Enviada em 14/09/2017

O mutualismo necessário para um país melhor

Trânsito caótico, poluição e superlotação são problemas que fazem parte do cotidiano brasileiro, contrariando o a Constituição Federal, que possui como uma de suas garantias o direito de ir e vir aos cidadãos, a mobilidade urbana no Brasil apresenta diversas falhas no que diz respeito à qualidade dos serviços oferecidos. Nesse cenário, é preciso resolver esse impasse de forma eficiente e sustentável, pois as consequências atuais dessa problemática não refletem apenas aos seres humanos, mas  também, e principalmente, ao meio ambiente.

Em primeiro lugar, deve-se salientar que as péssimas condições de transporte público potencializam o número de veículos particulares, nas ruas. Entretanto, essa alternativa promove um trânsito caótico com engarrafamentos quilométricos porque mesmo as metrópoles não estão estruturadas para receber esse fluxo desordenado de carros, motos e ônibus. Em São Paulo, por exemplo, há um rodízio de veículos para tentar amenizar esses problemas, mas ainda não é suficiente.

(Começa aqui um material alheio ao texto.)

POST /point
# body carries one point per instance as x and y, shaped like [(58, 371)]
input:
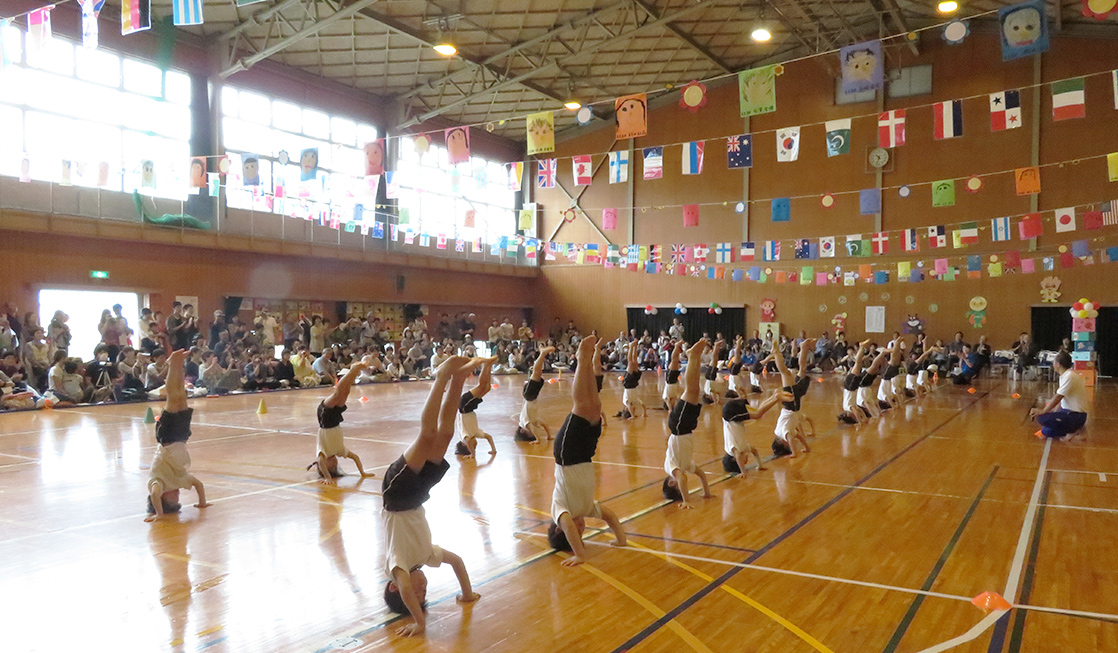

Além disso, o setor de transporte é responsável por 40% da emissão de CO2 no Brasil, intensificando o aquecimento global. Para reverter essa situação e em busca de uma vida mais saudável, muitas pessoas usam bicicletas como meio de transporte , seja para ir ao trabalho ou à escola. Por exemplo, na cidade de Fortaleza, a prefeitura lançou o projeto Bicicletar, que instalou postos de bicicletas de uso coletivo, com o intuito de minimizar os impactos ambientais e diminuir o trânsito, além de proporcionar bem-estar social.

Fica claro, portanto, que providências devem ser tomadas para resolver esse mal. A princípio, cabe ao governo aplicar as verbas destinadas aos transportes na sua manutenção, e dessa forma, em parceria com ONG´s, através de comerciais nas grandes emissoras, com o intuito de desincentivar o uso de transportes individuais, mostrando que usar o transporte público é mais rápido, econômico e ajuda a reduzir o aquecimento global. Ademais, os governantes devem implementar projetos similares ao de bicicletas compartilhadas, mas também oferecer descontos nos impostos para aqueles que usam bicicleta para ir ao trabalho, fazendo valer o que está escrito na Constituição. Por fim, percebe-se que, assim como na biologia, em que o mutualismo é a relação harmônica em que um necessita do outro para sobreviver, é essencial que a mobilidade urbana e a sustentabilidade estejam juntas, proporcionando uma melhor qualidade de vida para a população e o meio ambiente.